The seed data consists of 5 tables:
accounts deliveries variants
+-----------+ +-------------+ +-----------+
| account_id| | delivery_id | | variant_id|
| first_name| | week_number | | name |
| last_name | | delivery_date| | price_cents|
| email | +-------------+ +-----------+
| created_at|
+-----------+
\ |
\ |
v v
orders
+------------+
| order_id |
| account_id | --> accounts
| delivery_id| --> deliveries
| skip | (boolean)
| created_at |
+------------+
|
v
line_items (only when skip = False)
+--------------+
| line_item_id |
| order_id | --> orders
| variant_id | --> variants
| quantity |
+--------------+
There are 50 accounts and 52 delivery weeks. The first 5 accounts have been hardcoded with specific patterns to test edge cases. Accounts 6-50 have randomized skip behavior (~20% skip rate).

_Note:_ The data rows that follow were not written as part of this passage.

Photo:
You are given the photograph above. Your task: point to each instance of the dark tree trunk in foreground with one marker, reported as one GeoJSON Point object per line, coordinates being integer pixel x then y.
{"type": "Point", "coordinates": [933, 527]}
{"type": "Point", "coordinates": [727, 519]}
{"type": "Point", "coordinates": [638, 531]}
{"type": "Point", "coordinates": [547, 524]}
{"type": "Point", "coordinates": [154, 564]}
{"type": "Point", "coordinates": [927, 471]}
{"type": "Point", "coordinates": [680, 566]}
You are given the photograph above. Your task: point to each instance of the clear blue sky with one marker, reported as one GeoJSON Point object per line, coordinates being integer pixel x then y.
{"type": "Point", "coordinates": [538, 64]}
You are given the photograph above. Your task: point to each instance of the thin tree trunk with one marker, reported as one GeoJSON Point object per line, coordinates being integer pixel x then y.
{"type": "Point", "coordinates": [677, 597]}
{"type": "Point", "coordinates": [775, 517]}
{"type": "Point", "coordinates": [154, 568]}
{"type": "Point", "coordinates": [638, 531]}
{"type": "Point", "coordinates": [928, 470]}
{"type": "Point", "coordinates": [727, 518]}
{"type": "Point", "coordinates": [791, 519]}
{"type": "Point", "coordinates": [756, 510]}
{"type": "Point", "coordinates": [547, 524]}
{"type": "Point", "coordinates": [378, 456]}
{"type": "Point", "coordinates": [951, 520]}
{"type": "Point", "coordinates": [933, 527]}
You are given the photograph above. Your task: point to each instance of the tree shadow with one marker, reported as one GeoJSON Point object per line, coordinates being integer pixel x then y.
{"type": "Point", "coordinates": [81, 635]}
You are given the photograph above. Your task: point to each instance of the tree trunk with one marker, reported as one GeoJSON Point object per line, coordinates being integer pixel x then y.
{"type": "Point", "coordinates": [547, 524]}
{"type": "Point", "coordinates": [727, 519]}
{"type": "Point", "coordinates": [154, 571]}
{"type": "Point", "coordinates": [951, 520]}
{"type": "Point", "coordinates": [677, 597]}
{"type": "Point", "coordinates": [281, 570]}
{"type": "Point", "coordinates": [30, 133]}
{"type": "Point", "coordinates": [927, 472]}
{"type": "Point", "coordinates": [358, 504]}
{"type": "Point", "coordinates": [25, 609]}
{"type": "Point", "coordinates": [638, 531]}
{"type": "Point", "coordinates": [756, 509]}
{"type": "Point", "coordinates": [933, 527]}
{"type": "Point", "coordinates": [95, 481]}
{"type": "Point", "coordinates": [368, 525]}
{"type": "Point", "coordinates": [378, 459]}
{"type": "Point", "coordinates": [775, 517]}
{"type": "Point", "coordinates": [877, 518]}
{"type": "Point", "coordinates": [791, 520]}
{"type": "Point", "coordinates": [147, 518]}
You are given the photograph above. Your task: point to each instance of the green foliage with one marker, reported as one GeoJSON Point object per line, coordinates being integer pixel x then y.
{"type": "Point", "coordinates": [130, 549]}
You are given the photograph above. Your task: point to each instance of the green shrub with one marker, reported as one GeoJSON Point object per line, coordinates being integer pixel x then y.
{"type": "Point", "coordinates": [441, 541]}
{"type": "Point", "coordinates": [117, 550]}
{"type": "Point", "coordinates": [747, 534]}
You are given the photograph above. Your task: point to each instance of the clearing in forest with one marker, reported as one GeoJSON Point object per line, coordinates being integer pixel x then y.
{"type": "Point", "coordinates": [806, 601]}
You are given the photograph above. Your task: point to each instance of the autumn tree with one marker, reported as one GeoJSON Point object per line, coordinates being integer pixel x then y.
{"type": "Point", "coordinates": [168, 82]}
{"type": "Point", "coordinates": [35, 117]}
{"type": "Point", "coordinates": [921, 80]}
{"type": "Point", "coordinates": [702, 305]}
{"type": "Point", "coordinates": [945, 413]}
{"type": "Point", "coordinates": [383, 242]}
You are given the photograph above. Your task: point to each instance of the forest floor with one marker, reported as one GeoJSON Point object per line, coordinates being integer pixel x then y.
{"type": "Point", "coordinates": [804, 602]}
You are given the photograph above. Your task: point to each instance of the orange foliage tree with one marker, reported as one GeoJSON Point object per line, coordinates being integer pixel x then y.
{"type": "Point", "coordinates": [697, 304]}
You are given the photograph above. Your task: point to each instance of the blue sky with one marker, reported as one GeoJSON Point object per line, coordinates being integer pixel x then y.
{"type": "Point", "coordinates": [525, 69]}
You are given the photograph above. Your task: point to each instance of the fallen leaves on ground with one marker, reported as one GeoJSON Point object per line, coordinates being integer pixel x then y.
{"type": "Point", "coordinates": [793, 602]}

Build a dbt pipeline organized into three layers:
-
Staging (
models/staging/) -- Already provided. Clean, typed versions of the raw seed tables. -
Intermediate (
models/intermediate/) -- This is where the core logic lives. Build models that:- Join orders with deliveries to get a timeline per account.
- Identify consecutive skip streaks (the "gaps and islands" problem).

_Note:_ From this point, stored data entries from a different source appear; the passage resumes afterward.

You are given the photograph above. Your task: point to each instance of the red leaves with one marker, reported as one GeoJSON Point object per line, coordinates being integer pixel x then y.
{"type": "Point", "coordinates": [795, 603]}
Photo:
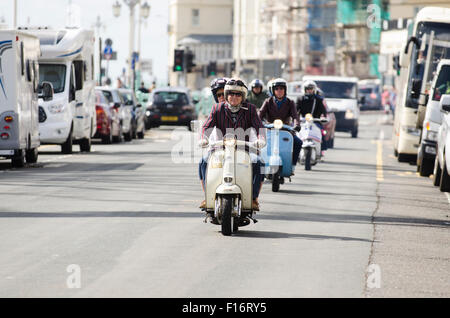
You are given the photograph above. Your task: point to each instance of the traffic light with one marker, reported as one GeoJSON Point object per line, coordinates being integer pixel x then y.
{"type": "Point", "coordinates": [212, 68]}
{"type": "Point", "coordinates": [178, 62]}
{"type": "Point", "coordinates": [190, 61]}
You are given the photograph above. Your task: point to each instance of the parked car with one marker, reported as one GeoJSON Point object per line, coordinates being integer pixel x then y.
{"type": "Point", "coordinates": [370, 94]}
{"type": "Point", "coordinates": [442, 163]}
{"type": "Point", "coordinates": [108, 121]}
{"type": "Point", "coordinates": [115, 98]}
{"type": "Point", "coordinates": [170, 106]}
{"type": "Point", "coordinates": [137, 112]}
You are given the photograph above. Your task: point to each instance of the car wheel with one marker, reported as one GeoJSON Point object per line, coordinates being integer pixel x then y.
{"type": "Point", "coordinates": [18, 161]}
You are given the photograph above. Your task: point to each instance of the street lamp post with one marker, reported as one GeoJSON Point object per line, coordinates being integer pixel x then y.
{"type": "Point", "coordinates": [144, 13]}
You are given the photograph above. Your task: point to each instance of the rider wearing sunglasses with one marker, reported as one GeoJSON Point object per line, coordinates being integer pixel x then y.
{"type": "Point", "coordinates": [279, 106]}
{"type": "Point", "coordinates": [235, 113]}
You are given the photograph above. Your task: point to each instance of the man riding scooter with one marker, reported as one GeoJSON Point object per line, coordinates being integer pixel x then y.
{"type": "Point", "coordinates": [235, 114]}
{"type": "Point", "coordinates": [312, 103]}
{"type": "Point", "coordinates": [281, 107]}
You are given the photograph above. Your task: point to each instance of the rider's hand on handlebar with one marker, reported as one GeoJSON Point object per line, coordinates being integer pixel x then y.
{"type": "Point", "coordinates": [203, 143]}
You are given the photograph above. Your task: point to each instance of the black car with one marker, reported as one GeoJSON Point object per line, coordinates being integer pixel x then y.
{"type": "Point", "coordinates": [170, 106]}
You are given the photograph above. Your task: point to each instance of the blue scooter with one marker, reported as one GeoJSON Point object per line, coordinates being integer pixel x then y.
{"type": "Point", "coordinates": [277, 155]}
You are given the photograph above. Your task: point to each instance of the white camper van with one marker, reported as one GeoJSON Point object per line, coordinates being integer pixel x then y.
{"type": "Point", "coordinates": [341, 96]}
{"type": "Point", "coordinates": [67, 62]}
{"type": "Point", "coordinates": [19, 79]}
{"type": "Point", "coordinates": [433, 118]}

- Flag when a shadow cancellation occurs (3rd consecutive skip).
- Flag when a re-engagement occurs (first non-skip after shadow cancellation).
-
Marts (
models/marts/) -- Final output table(s). At minimum, produce a model that shows:- Per week: the count of new shadow cancellations and the count of re-engagements.
- This is the table you will visualize in Rill.
- Python 3.10+
- Install the Python dependencies:
pip install dbt-duckdb pandas faker- Rill Developer (for visualization):
curl -s https://cdn.rilldata.com/install.sh | bashWindows users: check the Rill installation docs for alternative instructions.

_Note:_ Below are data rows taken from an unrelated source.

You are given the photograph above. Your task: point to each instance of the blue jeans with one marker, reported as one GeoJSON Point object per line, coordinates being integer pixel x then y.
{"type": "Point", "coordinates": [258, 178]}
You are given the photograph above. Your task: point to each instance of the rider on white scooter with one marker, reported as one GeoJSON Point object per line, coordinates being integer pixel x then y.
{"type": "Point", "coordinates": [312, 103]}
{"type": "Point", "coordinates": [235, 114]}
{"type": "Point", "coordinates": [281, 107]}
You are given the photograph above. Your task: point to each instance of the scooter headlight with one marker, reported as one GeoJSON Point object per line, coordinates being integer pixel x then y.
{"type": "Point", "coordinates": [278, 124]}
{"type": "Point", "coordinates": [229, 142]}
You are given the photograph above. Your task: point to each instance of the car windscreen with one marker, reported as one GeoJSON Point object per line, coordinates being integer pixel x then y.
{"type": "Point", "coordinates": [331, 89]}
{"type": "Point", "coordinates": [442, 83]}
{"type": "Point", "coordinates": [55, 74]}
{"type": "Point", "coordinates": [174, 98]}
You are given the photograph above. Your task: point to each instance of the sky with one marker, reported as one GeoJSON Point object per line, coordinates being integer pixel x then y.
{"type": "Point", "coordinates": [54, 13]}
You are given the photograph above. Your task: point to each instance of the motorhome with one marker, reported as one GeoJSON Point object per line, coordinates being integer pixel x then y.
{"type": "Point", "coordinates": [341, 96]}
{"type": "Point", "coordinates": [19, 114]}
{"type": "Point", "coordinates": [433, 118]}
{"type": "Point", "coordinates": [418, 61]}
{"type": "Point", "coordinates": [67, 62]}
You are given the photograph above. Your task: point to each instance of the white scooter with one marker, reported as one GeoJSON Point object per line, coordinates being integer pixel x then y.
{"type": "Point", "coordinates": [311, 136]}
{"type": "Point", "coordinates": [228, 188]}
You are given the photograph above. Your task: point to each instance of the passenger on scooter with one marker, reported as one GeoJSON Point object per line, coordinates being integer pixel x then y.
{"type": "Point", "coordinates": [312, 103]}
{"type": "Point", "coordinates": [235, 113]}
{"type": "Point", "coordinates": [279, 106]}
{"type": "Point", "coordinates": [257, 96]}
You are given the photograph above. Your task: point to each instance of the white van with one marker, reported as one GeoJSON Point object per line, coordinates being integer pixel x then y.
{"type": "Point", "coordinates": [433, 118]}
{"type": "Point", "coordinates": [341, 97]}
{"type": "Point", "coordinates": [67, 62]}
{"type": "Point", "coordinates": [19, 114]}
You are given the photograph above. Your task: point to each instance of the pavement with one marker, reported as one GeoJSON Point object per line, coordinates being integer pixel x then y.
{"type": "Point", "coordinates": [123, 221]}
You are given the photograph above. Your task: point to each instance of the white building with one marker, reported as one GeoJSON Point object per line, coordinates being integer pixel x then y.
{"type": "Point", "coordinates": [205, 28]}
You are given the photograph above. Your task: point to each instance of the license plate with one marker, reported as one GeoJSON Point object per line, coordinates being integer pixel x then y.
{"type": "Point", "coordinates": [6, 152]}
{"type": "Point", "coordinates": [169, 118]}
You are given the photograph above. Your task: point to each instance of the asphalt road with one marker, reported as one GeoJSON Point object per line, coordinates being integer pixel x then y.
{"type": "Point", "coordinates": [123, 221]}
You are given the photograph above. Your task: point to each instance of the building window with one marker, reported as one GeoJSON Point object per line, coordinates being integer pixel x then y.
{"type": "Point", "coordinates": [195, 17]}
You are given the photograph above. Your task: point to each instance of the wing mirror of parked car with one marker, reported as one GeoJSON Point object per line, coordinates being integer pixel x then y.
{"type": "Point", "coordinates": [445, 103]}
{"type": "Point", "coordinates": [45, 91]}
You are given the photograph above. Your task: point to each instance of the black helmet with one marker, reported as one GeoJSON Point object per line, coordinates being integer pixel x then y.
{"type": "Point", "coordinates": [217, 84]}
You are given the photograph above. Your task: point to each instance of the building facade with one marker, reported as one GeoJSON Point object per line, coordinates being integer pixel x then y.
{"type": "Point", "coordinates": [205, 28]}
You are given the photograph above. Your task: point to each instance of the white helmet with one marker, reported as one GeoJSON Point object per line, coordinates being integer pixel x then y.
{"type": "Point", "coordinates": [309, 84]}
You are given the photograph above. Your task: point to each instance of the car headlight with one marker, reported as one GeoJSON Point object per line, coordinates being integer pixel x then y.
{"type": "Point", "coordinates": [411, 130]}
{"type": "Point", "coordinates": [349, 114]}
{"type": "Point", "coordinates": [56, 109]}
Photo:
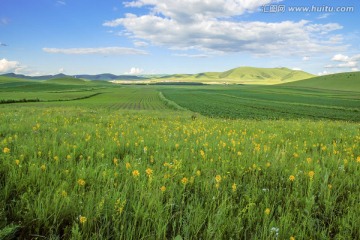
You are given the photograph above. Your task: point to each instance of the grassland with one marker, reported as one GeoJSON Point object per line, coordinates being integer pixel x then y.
{"type": "Point", "coordinates": [249, 102]}
{"type": "Point", "coordinates": [339, 82]}
{"type": "Point", "coordinates": [242, 75]}
{"type": "Point", "coordinates": [129, 163]}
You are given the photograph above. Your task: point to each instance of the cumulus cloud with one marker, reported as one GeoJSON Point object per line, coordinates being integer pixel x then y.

python generate_data.pyThis creates 5 CSV files in the seeds/ directory.
dbt seed --profiles-dir .This loads the CSVs into a local data.duckdb file. The --profiles-dir . flag tells dbt to use the profiles.yml in the project root rather than ~/.dbt/.
Build out the intermediate and marts models in:
models/intermediate/-- your transformation logicmodels/marts/-- your final output tables
The staging layer is already provided as a reference for the pattern. Use {{ ref('stg_orders') }} etc. to reference upstream models.
dbt build --profiles-dir .This runs seeds, models, and tests. Fix any failures before proceeding.
rill startRill will start a local server. Connect it to the data.duckdb file and build a line chart showing:
- New shadow cancellations per week
- Re-engagements per week
If you are short on time, this step is optional. A screenshot, a brief write-up describing what you would build, or even just the final SQL query backing the chart is acceptable.
.
├── README.md
├── generate_data.py
├── dbt_project.yml
├── profiles.yml
├── seeds/
│ ├── accounts.csv
│ ├── deliveries.csv
│ ├── variants.csv
│ ├── orders.csv
│ └── line_items.csv
└── models/
├── staging/
│ ├── schema.yml
│ ├── stg_accounts.sql
│ ├── stg_deliveries.sql
│ ├── stg_variants.sql
│ ├── stg_orders.sql
│ └── stg_line_items.sql
├── intermediate/
│ └── (your models here)
└── marts/
└── (your models here)
| Criteria | What We're Looking For |
|---|---|
| Correctness | Does your logic correctly handle all edge cases, including the hardcoded test accounts? |
| SQL Proficiency | Clean, readable SQL. Effective use of window functions and CTEs. |
| dbt Best Practices | Proper use of ref(), layered model organization, schema documentation. |
| Data Modeling | Thoughtful intermediate models that break the problem into logical steps. |
| Visualization (Bonus) | A clear Rill dashboard showing the two metrics over time. |
| Documentation | Brief comments or a short write-up explaining your approach and any assumptions. |
Good luck! We are excited to see your approach.